Carlos Monacci hizo pesar su potencia y estuvo en dos ocasiones muy cerca de lograr el empate. Orellana, de gran labor, fue preservado por el técnico Spontón y aquí hubo también un quiebre en el desarrollo. Daglio,que lo suplantó, no entró bien en las acciones, sufrió más de la cuenta y para colmo de males, a los 27’, cometió una mano muy evidente que determinó la pena máxima. Desde los doce pasos, Colombini no perdonó y estableció justicia.

Defensores trató por todos los medios de no verse absorbido por la presión de su rival, con toda su gente que veía ahora muy cerca la posibilidad de cambiar el score. Con algunos arrestos individuales, buscó llevar peligro al arco de enfrente y en la situación más propicia Díaz, aprovechando falencias defensivas, quedó mano a mano con  Nico Monacci pero remató débil y el uno resolvió sin problemas.


Compañía quiso más, propuso ir al frente, generó una y otra vez para quebrar la paridad.
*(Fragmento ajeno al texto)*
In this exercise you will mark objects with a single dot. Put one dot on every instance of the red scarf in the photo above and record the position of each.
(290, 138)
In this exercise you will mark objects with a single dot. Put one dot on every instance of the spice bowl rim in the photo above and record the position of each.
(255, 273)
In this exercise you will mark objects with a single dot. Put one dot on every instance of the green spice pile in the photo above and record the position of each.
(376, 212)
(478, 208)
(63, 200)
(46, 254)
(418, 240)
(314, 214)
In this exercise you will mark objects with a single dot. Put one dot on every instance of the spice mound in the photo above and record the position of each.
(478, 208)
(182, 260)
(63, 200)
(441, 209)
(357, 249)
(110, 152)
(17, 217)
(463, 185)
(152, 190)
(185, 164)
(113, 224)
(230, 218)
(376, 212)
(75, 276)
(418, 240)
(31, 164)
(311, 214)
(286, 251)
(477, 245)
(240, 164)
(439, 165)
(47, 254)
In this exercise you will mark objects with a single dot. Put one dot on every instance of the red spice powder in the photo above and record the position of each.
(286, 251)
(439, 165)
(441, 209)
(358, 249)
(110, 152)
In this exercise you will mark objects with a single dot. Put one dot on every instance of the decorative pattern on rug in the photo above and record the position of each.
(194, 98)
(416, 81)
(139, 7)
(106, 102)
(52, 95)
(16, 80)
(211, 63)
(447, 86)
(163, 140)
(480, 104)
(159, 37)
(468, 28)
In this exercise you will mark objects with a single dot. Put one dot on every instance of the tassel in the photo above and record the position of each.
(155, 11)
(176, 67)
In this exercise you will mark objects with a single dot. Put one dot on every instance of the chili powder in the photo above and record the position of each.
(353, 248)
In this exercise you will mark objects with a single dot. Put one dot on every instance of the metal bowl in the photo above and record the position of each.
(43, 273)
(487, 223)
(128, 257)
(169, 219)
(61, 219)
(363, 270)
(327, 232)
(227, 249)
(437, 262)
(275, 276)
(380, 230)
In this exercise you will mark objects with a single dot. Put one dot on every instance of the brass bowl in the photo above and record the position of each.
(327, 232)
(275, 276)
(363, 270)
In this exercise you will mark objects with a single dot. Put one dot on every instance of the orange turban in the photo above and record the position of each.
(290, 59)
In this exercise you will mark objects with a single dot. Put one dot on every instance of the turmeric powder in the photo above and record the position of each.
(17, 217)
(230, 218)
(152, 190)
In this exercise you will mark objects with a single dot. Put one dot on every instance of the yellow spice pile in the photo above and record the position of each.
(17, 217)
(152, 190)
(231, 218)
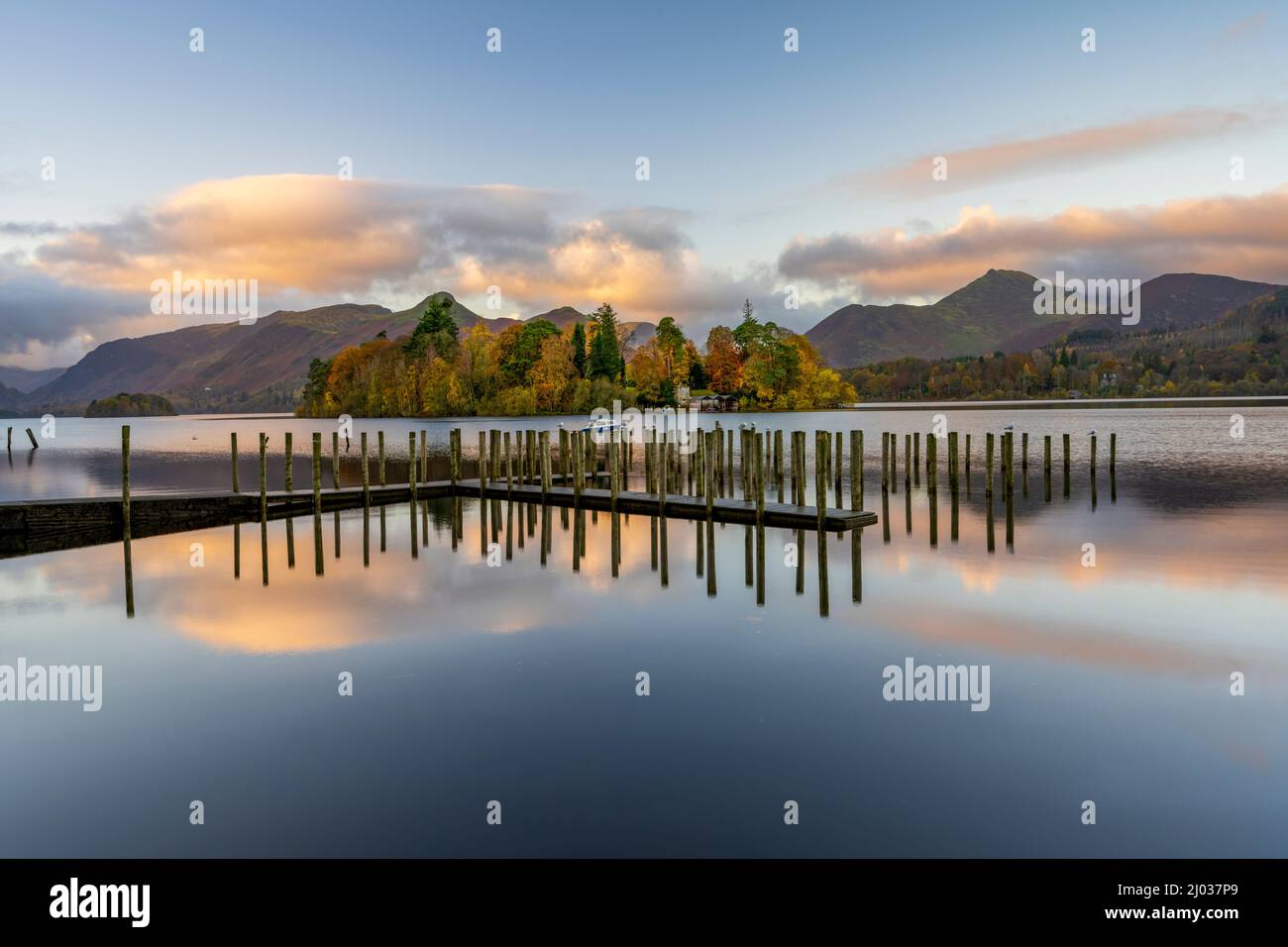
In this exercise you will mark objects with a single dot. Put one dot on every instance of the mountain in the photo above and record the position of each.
(27, 379)
(996, 313)
(228, 367)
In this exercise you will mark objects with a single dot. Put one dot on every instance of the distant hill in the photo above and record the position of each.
(259, 368)
(27, 379)
(130, 406)
(995, 313)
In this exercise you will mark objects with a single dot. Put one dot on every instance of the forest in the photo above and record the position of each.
(535, 368)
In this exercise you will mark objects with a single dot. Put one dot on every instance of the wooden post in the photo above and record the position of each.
(988, 464)
(412, 474)
(125, 482)
(236, 482)
(455, 458)
(931, 463)
(612, 470)
(855, 470)
(1067, 463)
(287, 474)
(885, 462)
(509, 467)
(545, 463)
(760, 478)
(125, 519)
(952, 460)
(317, 472)
(820, 441)
(366, 475)
(263, 476)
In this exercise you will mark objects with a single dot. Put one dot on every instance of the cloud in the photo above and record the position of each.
(1234, 236)
(1029, 158)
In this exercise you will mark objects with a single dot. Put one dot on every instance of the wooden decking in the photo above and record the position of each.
(40, 526)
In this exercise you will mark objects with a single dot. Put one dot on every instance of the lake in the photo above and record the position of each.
(518, 682)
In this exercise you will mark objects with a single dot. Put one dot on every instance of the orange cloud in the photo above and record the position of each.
(1035, 157)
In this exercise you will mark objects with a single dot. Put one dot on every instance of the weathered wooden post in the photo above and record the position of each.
(760, 478)
(335, 459)
(287, 474)
(988, 466)
(125, 519)
(366, 475)
(1065, 464)
(412, 474)
(263, 476)
(455, 450)
(931, 463)
(317, 474)
(855, 470)
(545, 463)
(509, 468)
(885, 462)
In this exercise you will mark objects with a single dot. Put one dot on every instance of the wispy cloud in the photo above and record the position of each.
(1028, 158)
(1234, 236)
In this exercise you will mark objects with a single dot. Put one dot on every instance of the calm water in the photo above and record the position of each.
(518, 684)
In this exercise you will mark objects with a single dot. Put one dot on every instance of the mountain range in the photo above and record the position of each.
(262, 367)
(995, 313)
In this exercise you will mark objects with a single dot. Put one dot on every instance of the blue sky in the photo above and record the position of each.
(750, 147)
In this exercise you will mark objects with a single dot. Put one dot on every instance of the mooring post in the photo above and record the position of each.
(988, 464)
(263, 476)
(455, 451)
(125, 482)
(820, 441)
(1067, 463)
(317, 472)
(509, 467)
(545, 463)
(931, 463)
(366, 475)
(855, 470)
(412, 474)
(760, 478)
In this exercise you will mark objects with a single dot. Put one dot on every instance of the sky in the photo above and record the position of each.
(898, 153)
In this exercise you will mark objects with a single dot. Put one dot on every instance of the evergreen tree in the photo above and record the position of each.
(579, 350)
(605, 360)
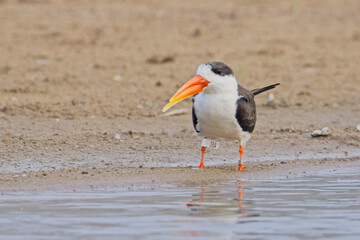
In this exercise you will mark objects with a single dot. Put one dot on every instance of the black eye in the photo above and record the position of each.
(217, 71)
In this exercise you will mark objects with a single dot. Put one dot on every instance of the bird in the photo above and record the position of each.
(222, 109)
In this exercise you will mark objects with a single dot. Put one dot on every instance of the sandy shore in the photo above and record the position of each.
(73, 76)
(148, 178)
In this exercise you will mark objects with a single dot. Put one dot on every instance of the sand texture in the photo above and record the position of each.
(82, 87)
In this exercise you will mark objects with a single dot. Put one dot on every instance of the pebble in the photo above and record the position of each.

En una jugada que mantuvo expectante a medio estadio, Carlos Monacci definió con un toque de enorme calidad por sobre la humanidad de Gizzi y cuando la redonda viajaba a la red, apareció Alessandro para evitar la tercera caída de su arco.

No hubo tiempo para más. El 2-2 final fue el fiel reflejo de lo que se observó en el campo de juego. El próximo miércoles, se volverán a ver las caras en el Carlos Alberto Testa y de esos noventa minutos, surgirá el primer finalista de la temporada. Por ahora y solo por ahora, MUCHÍSIMAS GRACIAS POR TODO.

Compañía 2
Nicolás Monacci; Cuello, Conte, Mateos, Peratta; Jofré, Oviedo, Sanes, Páez; Carlos Monacci y Colombini. DT: Gabriel Capaldi.

Defensores 2
Gizzi; Lavié, Orellana, Alessandro, Narbiloni; Díaz, Arrieta, Blanco, Naya; Lucas Simaldone y Fernández. DT: Claudio Spontón.

Cambios en Compañía: Brian Simaldone x Conte, Valenzuela x Sanes y Bolognese x Páez.
Cambios en Defensores: Daglio x Orellana, Testa x Naya y Sosa x L. Simaldone.

Suplentes en Compañía: Ripoll y Acciarri.
Suplentes en Defensores: Menéndez y Navarrine.